私が江ノ島で見つけた部屋と同じような条件の部屋を辻堂と茅ヶ崎にもそれぞれ2軒づつ見繕ってくれていた。さすがはスーツだけの仕事はこなしている。
結局、江ノ島は両脇の高い建物に日光を奪われていて、とても人間の住むところではない、もやし工場だと言うことになって却下。辻堂と茅ヶ崎を見てまわって、茅ヶ崎に落ち着いた。気がついた時には、私は当初の予定のおよそ倍の5万7千円、ロフト付き、バストイレ別、独立洗面所あり、南向き、二階角部屋、海まで3分の部屋にサインをしていた。引っ越しを決めてから、15時間後のことだった。
居候先の祖父母には帰ってからの事後報告だった。
軽トラックの手配、必要最低限の家具の購入、どれも意外にスムーズだった。こういう段取りを効率よくこなすのは不得手ではないらしかった。
こうして夢の5年間の茅ヶ崎生活を始めた。
この5年間、私はどんどん真人間になっていった。社会人になって、月給をもらって、生命保険に入って、家にウォーターサーバーを置いて、車を買って、免許を取って、どんどん普通の生活を送るようになっている。

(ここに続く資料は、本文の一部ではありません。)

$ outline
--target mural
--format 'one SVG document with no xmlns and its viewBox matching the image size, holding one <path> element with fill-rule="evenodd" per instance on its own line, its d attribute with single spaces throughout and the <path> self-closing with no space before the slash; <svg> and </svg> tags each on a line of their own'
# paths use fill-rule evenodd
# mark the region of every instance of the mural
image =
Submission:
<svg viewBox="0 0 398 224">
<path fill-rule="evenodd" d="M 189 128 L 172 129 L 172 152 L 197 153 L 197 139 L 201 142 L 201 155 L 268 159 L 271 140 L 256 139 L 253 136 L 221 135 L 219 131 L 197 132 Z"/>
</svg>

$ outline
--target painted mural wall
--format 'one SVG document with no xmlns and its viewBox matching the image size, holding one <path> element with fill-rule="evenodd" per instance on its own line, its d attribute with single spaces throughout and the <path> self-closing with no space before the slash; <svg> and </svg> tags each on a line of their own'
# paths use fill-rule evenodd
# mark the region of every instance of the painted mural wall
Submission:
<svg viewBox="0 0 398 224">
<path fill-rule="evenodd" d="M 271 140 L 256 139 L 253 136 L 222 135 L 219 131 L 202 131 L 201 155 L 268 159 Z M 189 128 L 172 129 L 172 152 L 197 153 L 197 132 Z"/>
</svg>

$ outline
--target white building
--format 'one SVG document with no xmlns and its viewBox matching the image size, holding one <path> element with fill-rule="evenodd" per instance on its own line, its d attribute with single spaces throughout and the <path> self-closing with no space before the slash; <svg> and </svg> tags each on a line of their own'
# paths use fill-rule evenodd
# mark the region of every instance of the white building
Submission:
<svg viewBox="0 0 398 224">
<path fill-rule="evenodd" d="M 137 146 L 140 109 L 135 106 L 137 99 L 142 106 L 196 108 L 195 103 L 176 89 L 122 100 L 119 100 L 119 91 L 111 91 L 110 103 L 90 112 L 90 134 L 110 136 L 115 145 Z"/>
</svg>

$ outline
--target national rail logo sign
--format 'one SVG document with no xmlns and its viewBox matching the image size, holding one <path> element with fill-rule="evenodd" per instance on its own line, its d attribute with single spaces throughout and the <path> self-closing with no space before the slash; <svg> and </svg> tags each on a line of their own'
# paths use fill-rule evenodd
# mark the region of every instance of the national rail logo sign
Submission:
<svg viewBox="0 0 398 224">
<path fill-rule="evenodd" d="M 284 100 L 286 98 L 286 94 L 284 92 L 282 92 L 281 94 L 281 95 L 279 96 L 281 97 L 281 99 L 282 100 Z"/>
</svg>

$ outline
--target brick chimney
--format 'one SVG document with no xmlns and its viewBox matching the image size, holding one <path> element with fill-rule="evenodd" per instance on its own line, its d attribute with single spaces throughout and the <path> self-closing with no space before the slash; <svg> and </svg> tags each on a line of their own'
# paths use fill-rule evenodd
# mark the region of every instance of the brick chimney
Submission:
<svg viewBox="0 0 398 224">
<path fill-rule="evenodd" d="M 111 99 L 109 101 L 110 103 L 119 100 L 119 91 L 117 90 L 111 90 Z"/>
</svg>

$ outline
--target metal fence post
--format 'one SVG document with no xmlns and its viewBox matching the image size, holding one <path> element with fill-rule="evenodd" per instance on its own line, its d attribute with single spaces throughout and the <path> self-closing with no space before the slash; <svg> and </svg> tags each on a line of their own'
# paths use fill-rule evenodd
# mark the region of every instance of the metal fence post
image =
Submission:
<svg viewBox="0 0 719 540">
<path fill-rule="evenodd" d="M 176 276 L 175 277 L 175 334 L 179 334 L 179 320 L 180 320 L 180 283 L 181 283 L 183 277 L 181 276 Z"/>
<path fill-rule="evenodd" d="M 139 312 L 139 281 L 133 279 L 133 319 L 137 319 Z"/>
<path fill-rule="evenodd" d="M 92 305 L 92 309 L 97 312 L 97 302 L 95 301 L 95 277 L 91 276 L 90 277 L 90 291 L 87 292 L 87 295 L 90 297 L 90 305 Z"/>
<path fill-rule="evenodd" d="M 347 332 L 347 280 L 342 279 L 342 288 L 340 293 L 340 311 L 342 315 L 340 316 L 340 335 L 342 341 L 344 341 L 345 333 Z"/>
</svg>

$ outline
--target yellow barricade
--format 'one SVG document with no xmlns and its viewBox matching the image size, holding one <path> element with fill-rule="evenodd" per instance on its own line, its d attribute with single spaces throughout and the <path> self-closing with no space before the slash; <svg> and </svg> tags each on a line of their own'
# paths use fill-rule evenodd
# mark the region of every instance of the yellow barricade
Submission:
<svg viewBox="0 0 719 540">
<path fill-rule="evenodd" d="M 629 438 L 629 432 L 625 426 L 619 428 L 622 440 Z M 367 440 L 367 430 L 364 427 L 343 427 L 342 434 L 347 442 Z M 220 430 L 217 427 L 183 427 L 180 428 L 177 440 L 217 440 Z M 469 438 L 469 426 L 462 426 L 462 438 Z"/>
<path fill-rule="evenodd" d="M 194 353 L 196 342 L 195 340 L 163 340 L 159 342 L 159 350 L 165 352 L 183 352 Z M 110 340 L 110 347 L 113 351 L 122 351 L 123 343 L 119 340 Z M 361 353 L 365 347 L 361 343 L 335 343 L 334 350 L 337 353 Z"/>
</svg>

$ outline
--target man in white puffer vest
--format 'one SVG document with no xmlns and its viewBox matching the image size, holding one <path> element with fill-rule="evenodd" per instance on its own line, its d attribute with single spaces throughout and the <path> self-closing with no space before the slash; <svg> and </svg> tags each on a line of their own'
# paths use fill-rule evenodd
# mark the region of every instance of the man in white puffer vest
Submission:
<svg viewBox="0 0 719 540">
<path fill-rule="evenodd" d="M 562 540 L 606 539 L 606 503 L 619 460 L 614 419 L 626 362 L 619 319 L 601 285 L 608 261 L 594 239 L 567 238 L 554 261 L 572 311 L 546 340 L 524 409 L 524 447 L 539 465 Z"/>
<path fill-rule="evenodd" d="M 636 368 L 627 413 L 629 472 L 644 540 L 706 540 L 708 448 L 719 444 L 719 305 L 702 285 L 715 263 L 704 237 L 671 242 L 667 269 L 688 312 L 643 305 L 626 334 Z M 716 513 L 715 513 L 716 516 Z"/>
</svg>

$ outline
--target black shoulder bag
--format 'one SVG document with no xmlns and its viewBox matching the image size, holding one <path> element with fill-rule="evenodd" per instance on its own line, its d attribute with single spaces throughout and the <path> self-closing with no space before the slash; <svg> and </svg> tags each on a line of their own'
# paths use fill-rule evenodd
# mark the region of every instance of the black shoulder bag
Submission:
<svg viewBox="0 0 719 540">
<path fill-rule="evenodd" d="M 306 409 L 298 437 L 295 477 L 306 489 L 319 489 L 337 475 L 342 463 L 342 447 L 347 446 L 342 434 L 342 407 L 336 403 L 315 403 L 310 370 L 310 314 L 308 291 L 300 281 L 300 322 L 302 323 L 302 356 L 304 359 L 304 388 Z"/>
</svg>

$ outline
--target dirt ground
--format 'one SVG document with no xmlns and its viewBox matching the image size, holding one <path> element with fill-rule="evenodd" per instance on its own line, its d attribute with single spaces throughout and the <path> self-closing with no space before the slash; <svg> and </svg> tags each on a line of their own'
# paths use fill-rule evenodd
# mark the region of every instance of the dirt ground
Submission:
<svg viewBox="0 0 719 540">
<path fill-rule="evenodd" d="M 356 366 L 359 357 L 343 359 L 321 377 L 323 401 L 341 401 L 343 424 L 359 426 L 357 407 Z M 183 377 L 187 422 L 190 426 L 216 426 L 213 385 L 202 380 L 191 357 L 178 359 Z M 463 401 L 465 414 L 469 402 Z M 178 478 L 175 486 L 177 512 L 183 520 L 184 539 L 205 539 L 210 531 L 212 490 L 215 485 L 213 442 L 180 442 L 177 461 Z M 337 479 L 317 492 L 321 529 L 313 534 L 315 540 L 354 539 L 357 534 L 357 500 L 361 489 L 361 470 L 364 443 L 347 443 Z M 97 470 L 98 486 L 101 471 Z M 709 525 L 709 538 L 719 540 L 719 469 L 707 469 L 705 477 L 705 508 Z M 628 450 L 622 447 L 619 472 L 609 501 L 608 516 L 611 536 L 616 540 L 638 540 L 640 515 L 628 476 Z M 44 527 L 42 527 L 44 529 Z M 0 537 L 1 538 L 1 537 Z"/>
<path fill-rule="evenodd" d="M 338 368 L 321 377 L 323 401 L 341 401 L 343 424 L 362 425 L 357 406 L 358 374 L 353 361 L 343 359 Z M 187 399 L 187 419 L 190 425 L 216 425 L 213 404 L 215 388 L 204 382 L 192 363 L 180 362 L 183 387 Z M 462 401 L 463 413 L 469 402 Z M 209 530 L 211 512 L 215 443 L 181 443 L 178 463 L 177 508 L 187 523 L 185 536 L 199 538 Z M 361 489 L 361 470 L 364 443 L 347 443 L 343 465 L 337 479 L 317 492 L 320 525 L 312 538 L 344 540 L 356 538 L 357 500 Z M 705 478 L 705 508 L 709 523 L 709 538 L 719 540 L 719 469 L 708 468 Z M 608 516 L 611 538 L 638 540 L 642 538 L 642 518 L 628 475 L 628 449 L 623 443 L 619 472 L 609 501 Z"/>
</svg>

それは生活が安定していることも悪ふざけから遠ざかってしまったことも孕んでいる。
いいのか、わるいのか。
つまらないような気もするし、それが大人になるということで当たり前のような気もする。
この退屈さに耐えられないような気もするし、若かった頃へのノスタルジーに酔ってるだけの思い上がりのような気もする。
どっちなんだろうかと思っている間にもこの生活が板についてくる。棺桶の中で、この人生をどう回想するのだろうか?
モラトリアムからの脱却期間の茅ヶ崎はもう終わってしまった。
真人間になりきったような私が南林間の改札を抜けていく。
では、こりゃまた失礼いたしました。